Voorts moet in dit verband in aanmerking worden genomen dat appellant - naar reeds is gesteld - niet in een wezenlijk andere situatie verkeerde dan de andere varkenshouders in het betrokken gebied.
Het College overweegt voorts dat - zoals hiervoor vermeld - de limitatieve regeling inzake vergoeding van schade, die is neergelegd in de Wet, niet de mogelijkheid biedt voor een vergoeding van de door appellant gestelde schade. Vaststaat dat genoemde schade niet op grond van de artikelen 85 tot en met 90 van de Wet voor vergoeding in aanmerking komt. Artikel 91 van de Wet voorziet in vergoeding van schade als gevolg van maatregelen op grond van artikel 17 of 21 van de Wet. Het onderhavige vervoersverbod is evenwel gebaseerd op artikel 30 van de Wet, zodat daaruit voortvloeiende schade niet voor vergoeding op grond van artikel 91 van de Wet in aanmerking komt.

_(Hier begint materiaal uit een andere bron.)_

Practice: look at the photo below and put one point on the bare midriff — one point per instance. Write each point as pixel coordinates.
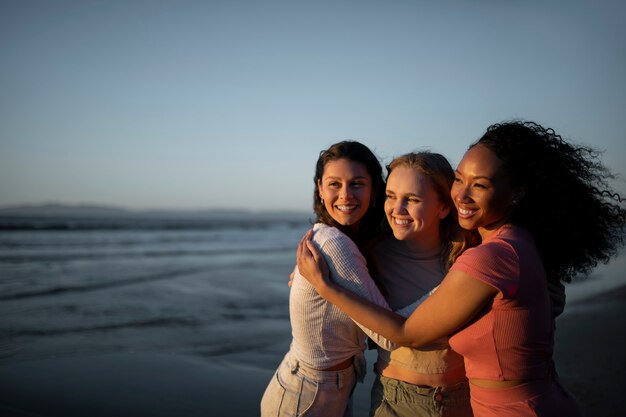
(415, 378)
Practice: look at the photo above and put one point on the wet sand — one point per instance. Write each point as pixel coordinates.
(590, 336)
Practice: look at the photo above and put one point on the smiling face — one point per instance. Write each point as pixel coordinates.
(346, 188)
(482, 192)
(413, 208)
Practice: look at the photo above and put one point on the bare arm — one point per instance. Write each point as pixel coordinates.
(457, 300)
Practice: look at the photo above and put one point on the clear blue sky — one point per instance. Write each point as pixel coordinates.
(198, 104)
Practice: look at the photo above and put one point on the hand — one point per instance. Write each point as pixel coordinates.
(311, 264)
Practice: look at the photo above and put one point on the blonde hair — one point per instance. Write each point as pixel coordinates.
(454, 239)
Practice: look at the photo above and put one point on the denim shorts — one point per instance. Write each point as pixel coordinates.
(297, 390)
(394, 398)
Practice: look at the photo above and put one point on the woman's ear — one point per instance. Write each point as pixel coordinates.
(518, 194)
(445, 210)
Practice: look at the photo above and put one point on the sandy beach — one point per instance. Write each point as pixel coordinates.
(589, 336)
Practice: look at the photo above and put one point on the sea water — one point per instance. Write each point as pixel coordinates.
(209, 288)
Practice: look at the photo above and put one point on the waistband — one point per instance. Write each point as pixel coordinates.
(297, 366)
(517, 393)
(395, 383)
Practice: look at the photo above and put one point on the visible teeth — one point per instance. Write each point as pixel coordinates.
(465, 212)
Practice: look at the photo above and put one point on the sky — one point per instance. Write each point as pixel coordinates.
(227, 104)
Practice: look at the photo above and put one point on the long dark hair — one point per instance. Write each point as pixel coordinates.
(575, 217)
(369, 225)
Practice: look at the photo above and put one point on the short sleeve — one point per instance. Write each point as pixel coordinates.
(495, 263)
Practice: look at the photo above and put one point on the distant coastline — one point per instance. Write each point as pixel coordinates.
(55, 216)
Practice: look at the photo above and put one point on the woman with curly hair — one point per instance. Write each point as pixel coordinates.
(543, 211)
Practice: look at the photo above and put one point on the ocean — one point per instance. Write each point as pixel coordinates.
(210, 287)
(204, 287)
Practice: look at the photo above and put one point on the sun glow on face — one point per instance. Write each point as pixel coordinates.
(346, 189)
(481, 191)
(413, 207)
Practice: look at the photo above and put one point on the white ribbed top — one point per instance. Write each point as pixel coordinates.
(323, 335)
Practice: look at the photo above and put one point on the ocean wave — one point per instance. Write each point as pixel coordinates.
(65, 256)
(151, 322)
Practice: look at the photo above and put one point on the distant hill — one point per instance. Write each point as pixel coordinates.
(90, 210)
(83, 216)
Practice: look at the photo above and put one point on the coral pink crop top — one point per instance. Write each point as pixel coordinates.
(513, 338)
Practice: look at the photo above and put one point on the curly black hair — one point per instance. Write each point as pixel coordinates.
(575, 217)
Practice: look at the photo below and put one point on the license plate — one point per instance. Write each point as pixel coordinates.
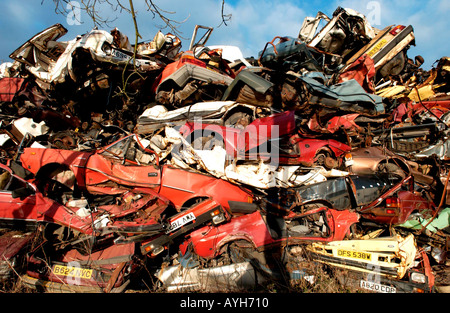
(377, 47)
(376, 287)
(181, 221)
(355, 254)
(120, 55)
(71, 271)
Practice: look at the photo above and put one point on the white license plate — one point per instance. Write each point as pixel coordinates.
(377, 287)
(181, 221)
(120, 55)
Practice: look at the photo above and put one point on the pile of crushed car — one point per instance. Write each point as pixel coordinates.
(206, 171)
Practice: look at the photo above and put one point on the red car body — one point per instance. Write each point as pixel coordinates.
(253, 227)
(269, 137)
(110, 171)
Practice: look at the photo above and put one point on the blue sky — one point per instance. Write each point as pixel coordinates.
(252, 23)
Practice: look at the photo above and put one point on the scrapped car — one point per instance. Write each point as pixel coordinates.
(383, 198)
(271, 138)
(349, 35)
(231, 248)
(227, 113)
(192, 79)
(126, 165)
(261, 231)
(53, 61)
(384, 265)
(63, 271)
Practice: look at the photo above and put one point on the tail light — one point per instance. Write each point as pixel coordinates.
(397, 29)
(348, 159)
(391, 205)
(218, 217)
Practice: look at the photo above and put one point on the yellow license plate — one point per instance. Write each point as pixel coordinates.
(355, 254)
(377, 47)
(72, 271)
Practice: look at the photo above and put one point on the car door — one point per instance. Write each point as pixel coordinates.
(15, 210)
(125, 163)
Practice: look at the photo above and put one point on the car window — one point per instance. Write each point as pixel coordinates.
(5, 178)
(129, 152)
(369, 188)
(333, 190)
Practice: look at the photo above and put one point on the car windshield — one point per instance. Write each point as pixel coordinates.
(369, 188)
(336, 191)
(129, 151)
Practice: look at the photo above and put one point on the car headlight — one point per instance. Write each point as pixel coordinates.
(218, 217)
(107, 48)
(418, 278)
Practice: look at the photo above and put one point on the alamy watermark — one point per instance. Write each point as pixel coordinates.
(73, 9)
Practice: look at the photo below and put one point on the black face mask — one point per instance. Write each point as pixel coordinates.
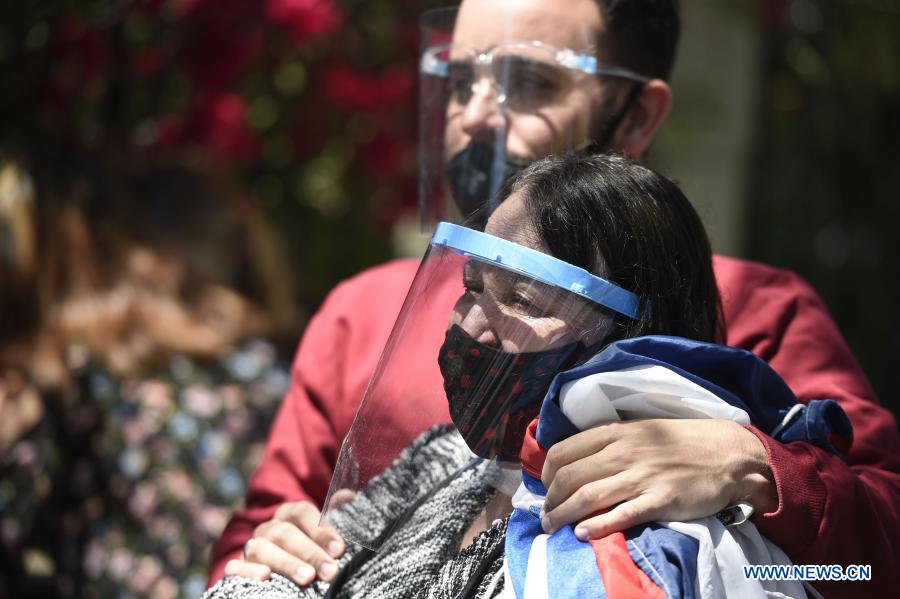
(475, 177)
(493, 394)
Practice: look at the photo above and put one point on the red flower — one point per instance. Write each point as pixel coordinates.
(357, 90)
(305, 19)
(216, 121)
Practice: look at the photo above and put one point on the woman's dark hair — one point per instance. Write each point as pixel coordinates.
(632, 226)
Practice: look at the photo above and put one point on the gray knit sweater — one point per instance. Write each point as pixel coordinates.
(419, 558)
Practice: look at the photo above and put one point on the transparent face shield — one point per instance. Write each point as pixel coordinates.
(499, 320)
(494, 99)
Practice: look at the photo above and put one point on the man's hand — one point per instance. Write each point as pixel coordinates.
(293, 544)
(649, 470)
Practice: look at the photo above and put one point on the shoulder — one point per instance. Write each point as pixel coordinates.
(389, 280)
(744, 284)
(735, 273)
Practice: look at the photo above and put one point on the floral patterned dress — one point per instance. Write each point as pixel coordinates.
(122, 487)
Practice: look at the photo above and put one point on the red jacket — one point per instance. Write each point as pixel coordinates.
(830, 511)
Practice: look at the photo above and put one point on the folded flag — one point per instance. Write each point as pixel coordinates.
(658, 377)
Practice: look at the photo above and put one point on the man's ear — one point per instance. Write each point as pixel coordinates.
(639, 126)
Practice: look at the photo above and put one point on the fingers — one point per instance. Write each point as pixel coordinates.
(262, 551)
(293, 544)
(639, 510)
(575, 477)
(305, 516)
(577, 447)
(239, 567)
(587, 499)
(286, 549)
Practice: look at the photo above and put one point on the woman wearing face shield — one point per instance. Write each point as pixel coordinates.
(594, 269)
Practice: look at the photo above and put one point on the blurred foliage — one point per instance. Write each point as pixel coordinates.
(825, 178)
(308, 103)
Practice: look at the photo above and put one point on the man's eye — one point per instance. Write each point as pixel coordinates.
(460, 83)
(531, 84)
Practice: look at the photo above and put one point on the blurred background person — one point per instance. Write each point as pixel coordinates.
(136, 383)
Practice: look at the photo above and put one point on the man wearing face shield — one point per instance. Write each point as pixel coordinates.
(466, 154)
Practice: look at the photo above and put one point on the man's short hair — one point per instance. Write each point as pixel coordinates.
(640, 35)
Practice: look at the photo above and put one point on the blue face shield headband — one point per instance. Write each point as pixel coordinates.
(539, 266)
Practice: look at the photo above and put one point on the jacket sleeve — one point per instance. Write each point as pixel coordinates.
(335, 358)
(303, 443)
(830, 510)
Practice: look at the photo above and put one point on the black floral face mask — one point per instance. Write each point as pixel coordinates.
(493, 394)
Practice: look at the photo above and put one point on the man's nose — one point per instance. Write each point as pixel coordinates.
(478, 326)
(482, 116)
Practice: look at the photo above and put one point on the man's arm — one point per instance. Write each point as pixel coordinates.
(829, 510)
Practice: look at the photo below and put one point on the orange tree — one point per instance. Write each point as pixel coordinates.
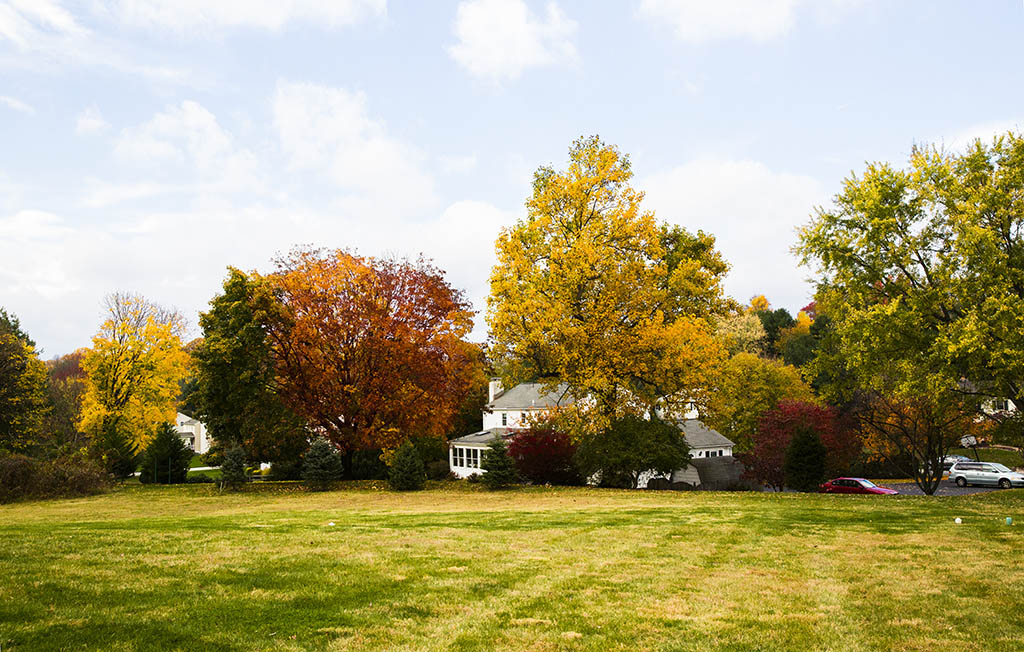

Voor zover appellant beoogde een vergoeding te verkrijgen van de schade die onmiddellijk na de ruiming van zijn bedrijf optrad vanwege de omstandigheid dat hij ten gevolge van het vervoersverbod zijn stallen niet kon herbevolken, overweegt het College in de eerste plaats dat hetgeen appellant naar voren heeft gebracht, geen argumenten bevat, die een ondersteuning van een dergelijk verzoek vormen. Voorts is - zoals ook door verweerder naar voren is gebracht - evenbedoelde schade het gevolg van het, rechtstreeks uit een algemeen verbindend voorschrift voortvloeiende, vervoersverbod. Zulks betekent dat tegen een beslissing inzake vergoeding van schade als evenbedoeld,- geen voorziening op grond van de Awb de Awb openstaat. Ingevolge artikel 8:71 wijst het College erop dat ter zake van die schade uitsluitend een vordering bij de burgerlijke rechter kan worden ingesteld
Het vorenstaande leidt tot de slotsom dat het beroep ongegrond moet worden verklaard.
Ten slotte acht het College geen termen aanwezig voor een proceskostenveroordeling met toepassing van artikel 8:75 van de Awb.